A typical modern day website relies on interactive elements to provide functionality.
For complex or detailed pages this can result in a webpages’ filesize getting big, sometimes very big, creating a situation where the content that you want Googlebot to read is actually a long way down the page.
So how big is too big for Google?
To answer that question we are going to have to get a bit creative. I generated a list of 202 keywords that currently have no indexed pages, they are pretty much just gibberish with a number attached to the end. I recorded which ones Google picked up after a period of around 10 days.
Each keyword was separated by 100kb of commented out text provided by Project Gutenberg, then the page was submitted to the search results via the “fetch as Google” tool within search console.

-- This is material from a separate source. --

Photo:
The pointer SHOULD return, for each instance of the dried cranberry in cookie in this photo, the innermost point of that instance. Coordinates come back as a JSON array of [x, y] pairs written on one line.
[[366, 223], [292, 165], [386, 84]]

You can see from the screenshot above that Google only rendered up to the 158th keyword, or between 15700 kb (15.7 mb) and 15800 kb (15.8 mb), however when clicking on the Fetching tab and viewing the HTTP response, I was only actually shown the first 250 kb of data
I didn’t expect there to be such a massive discrepancy between what Google can actually render and what it shows in the fetch response, Google only showed three of the 202 keywords in the HTTP response section.
Having submitted the fetched page to Google I had to wait for the page to be picked up and after a few hours the results began to trickle in. I allowed Google just over a week to index as many keywords as it could.
As you can see from the screenshot above Google had picked up and indexed the keywords and included some of them on the page as part of the description. Rather than repeat this process another 202 times I ran a rank tracker to pull the first page of Google results, the result was surprisingly similar to the fetch as Google tool
Google has indexed up to the 158th keyword, 15700 kb (15.7 mb) which is exactly where the visual portion of the fetch and render stopped.
This seems to indicate that the “fetch as Google” tool is very much how Google will see your page, just keep in mind if you are looking for a specific block of code that you can’t see beyond the first 250kb in the HTTP response.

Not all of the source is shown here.